This is the work of the Door of Hope, as Mrs. Henry W. Peabody saw it three years ago. “Out in the sunny suburb we were taken to the Industrial Home, established by Miss Bonnell, Angel-of-Lost-Girls. She was not there, but Miss Morris and other workers greeted us, and took us through the rooms where hundreds of girls were at work. Some were doing dainty embroidery, exquisite baby dresses, trousseaux for brides, lingerie. Some were dressing fascinating Chinese dolls, carved skillfully from wood, representing various classes.
“’I wish you could be here for the Bible lesson,’ Miss Morris said. ‘It is wonderful to see how quick they are.’
“’But are they happy?’ I asked.
“’yes, even happy. We do not speak to them of the past of allow them to refer to the old life. It is literally blotted out as they enter here, and in a short time the worst of it seems to be forgotten.’
“One girl in the Bible class was studying John 14. I asked her what she thought heaven was like. Her face beamed as she said, ‘It seems to me it must be like a great big Door of Hope.’
“There were little children in another home farther out in the country, a real home under the trees where rescued children under ten years of age are taken and are helped in play and work to forget. ‘Who supports it all?’ I asked. ‘ Miss Bonnell, who started the work. She has done it all. She began with a little group of five praying women in Shanghai in 1900. She worked out the plan, organized a committee, has literally prayed these buildings into being, for there is no Board back of us. God has sent help as it was needed, as God sent the woman who was needed for this terrible task.'"
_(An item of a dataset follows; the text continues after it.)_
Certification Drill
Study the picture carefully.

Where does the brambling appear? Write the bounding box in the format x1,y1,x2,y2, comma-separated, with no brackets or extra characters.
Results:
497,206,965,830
In 1916, Cornelia Bonnell’s frail body was no longer able to endure the strain she had put upon it; but her work goes on. Other missionaries are keeping the Door of Hope flung wide to every suffering Chinese girl who needs the shelter and the care that lie beyond it; and strong-faced, sympathetic Chinese workers are leading hundreds of tired-eyed girls back to life and joy and usefulness. Suppose Cornelia Bonnell had been content to be an invalid. Suppose!